History

Our Legacy

We got our start as the Department of Public Health Practice, one of the original four departments that made up the Graduate School of Public Health when it was established in 1948. Renamed the Department of Health Services Administration in 1967, it split in half in 2002, becoming the Departments of Health Policy and Management and Behavioral and Community Health Sciences.

In the early days, the focus of the department was on the aged, mental health, public health administration, and environmental sanitation. Walter J. McNerney, who at the time was assistant to the coordinator of hospitals and clinics at the University, started our program in hospital administration. McNerney would later become one of the nation’s leaders in the field as advisor to President Lyndon B. Johnson, helping to create the Medicare and Medicaid programs during the 1960s and overseeing the merger of Blue Cross and Blue Shield in the late 1970s.

The department's Master of Hospital Administration program, developed in the 1960s, launched the careers of some of the most outstanding health organization administrators in the country.

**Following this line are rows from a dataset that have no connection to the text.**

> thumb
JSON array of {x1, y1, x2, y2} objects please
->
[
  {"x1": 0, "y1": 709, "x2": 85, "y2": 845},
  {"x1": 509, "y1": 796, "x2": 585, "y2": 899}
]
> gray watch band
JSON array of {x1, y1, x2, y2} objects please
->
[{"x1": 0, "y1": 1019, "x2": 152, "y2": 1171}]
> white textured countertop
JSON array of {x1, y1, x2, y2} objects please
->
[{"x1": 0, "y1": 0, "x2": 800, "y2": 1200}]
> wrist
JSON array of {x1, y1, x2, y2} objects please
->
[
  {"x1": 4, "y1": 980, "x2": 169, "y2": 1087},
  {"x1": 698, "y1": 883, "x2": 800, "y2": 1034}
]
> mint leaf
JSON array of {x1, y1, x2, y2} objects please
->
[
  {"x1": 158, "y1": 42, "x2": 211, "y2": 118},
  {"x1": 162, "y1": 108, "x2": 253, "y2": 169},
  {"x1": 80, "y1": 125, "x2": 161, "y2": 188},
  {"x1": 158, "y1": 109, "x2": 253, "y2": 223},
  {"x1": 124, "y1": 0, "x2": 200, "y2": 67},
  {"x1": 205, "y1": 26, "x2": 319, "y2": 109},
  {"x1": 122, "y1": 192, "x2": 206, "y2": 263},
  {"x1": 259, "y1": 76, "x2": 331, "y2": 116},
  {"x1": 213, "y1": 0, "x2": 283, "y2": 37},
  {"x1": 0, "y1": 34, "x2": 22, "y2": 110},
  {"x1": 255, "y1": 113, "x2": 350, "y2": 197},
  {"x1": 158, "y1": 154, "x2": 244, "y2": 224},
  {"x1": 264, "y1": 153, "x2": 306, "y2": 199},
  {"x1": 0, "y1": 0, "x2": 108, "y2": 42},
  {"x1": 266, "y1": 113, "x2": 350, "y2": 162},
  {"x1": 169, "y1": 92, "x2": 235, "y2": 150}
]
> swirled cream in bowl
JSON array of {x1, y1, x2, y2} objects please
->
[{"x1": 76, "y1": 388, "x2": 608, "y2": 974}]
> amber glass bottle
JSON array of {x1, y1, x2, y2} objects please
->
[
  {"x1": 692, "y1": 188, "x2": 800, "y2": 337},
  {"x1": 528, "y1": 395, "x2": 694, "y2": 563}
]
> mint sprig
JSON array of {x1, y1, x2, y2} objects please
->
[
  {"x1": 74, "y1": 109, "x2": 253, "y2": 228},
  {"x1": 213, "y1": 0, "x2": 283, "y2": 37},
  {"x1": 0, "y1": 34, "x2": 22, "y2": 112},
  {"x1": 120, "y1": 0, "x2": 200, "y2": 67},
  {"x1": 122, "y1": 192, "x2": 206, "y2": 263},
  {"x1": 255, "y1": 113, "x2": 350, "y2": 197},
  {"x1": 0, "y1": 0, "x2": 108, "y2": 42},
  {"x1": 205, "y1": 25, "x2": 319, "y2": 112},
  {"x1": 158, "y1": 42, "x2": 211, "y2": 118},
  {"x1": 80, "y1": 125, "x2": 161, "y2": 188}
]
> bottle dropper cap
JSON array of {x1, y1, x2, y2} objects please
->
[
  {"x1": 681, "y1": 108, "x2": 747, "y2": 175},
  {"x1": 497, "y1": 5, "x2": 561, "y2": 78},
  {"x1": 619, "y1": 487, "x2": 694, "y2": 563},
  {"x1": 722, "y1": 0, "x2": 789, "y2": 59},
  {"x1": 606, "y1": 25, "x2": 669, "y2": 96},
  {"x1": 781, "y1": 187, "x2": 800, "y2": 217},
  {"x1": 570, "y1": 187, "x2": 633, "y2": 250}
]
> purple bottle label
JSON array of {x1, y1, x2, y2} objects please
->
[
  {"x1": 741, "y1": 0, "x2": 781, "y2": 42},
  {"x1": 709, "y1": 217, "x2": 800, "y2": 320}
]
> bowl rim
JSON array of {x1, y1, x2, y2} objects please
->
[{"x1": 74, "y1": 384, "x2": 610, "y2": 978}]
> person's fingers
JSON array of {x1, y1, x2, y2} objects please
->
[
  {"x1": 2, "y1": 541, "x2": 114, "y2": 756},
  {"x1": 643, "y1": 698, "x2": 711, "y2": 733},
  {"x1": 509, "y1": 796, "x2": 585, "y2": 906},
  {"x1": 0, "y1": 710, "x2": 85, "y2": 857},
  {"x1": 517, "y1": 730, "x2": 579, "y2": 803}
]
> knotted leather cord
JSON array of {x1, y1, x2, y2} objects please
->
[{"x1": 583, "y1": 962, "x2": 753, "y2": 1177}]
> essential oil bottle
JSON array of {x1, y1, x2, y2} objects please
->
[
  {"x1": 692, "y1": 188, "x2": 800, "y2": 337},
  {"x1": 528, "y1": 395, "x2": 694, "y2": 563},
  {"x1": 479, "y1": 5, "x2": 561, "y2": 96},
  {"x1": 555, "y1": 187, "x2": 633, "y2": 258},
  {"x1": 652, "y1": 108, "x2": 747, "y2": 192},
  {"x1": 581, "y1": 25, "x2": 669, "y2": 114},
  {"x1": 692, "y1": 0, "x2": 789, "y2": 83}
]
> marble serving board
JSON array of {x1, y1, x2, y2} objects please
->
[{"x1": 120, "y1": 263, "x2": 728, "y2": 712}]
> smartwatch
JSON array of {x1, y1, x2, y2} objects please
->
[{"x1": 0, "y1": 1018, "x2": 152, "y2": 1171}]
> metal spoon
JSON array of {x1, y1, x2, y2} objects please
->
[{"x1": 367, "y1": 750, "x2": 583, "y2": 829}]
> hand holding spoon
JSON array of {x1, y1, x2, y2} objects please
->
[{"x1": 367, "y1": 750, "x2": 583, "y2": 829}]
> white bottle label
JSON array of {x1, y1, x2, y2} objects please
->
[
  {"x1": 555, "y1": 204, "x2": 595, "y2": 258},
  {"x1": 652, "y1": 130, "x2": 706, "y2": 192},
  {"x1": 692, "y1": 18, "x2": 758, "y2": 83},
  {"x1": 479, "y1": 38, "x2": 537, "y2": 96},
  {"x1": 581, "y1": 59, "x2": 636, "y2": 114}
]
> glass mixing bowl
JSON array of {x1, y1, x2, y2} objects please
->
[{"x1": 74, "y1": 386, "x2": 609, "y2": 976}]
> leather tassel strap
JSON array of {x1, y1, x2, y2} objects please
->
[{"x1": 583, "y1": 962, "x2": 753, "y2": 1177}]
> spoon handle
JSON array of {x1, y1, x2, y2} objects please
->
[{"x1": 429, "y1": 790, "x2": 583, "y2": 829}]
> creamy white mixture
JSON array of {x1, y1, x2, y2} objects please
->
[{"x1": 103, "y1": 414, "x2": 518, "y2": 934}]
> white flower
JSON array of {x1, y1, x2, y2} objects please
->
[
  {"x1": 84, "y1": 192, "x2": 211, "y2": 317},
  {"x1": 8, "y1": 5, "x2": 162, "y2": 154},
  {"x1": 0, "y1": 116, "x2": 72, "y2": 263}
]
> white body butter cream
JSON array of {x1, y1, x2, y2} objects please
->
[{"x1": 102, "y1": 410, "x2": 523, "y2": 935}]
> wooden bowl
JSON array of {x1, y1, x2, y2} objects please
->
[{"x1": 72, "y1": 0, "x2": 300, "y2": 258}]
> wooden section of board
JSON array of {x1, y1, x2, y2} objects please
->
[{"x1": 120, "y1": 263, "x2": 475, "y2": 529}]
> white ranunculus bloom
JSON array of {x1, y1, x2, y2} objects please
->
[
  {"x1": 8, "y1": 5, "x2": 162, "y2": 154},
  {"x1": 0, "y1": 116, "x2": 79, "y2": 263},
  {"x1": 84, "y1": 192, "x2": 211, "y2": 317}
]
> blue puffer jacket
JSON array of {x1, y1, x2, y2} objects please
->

Between 1952 and 1972, 56 percent of program alumni who were employed by hospitals were either chief administrative officers or associate directors. Our program was also led by some of the most outstanding health administrators and researchers in the country. Hilda Kroeger joined the department in 1962 as an associate research professor and later directed our Medical and Hospital Administration Program. Kroeger trained as a pediatrician and held an MPH from Yale University. Before coming to Pitt, she was director of maternal and child health in the Arizona Department of Health, and then was the administrator of Magee Hospital in Pittsburgh for a decade. While at Pitt, Kroeger’s research was published multiple times in The Journal of the American Medical Association. Her articles were among the first to be published on systematic evaluations of health practices.

During the subsequent decades, we would establish programs in health law and policy that would form the basis of our department today. Two of the most influential faculty members in these areas were Nathan Hershey and Judith Lave, respectively.

Through a National Institutes of Health grant, Hershey and two others published the Hospital Law Manual, which, 40 years later, is still the definitive guide to the legal responsibilities and liabilities of health care providers. It was the first codification of health policy law, and it ultimately would form a critical part of what is today the LexisNexis database, the world’s largest electronic database for legal and public-records related information. Hershey passed away in April 2017, marking the end of an era at the University of Pittsburgh. 

Lave’s appointment in 1982 strengthened the department’s health policy focus. An expert in the design of prospective payment systems that were implemented by the Medicare program, Lave was lead investigator of a study that compared children newly enrolled in a health insurance program with those who were continuously enrolled. It would eventually sway Congress and lead to the expansion of the Children’s Health Insurance Program (CHIP) from three states to all 50.

Department faculty were instrumental in the founding of the Health Policy Institute in 1980 under the direction of Beaufort Longest. The Health Policy Institute has continued to build on this legacy with growth across Pitt Health Sciences under the leadership of Everette James. Under the direction of chair Mark S. Roberts from 2010-2020, the department expanded its policy research portfolio and faculty recruitment across a variety of areas—including Medicare and Medicaid policy, healthcare markets and financing, organizational behavior, health law, mathematical modeling, substance use and mental health, cancer health services research, aging and long-term care, and women's and gender health. HPM faculty have been instrumental in the development and leadership of multidisciplinary research groups and centers at Pitt, such as the Public Health Dynamics Laboratory, the Center for Public Health Practice, the Medicaid Research Center, the Center for Pharmaceutical Policy and Prescribing, and the Center for Women's Health Research and Innovation

With chair Julie Donohue at the helm, the Department of Health Policy and Management continues to build on this rich legacy to train the next generation of leaders in the field and support evidence-based health policy through research, education and service.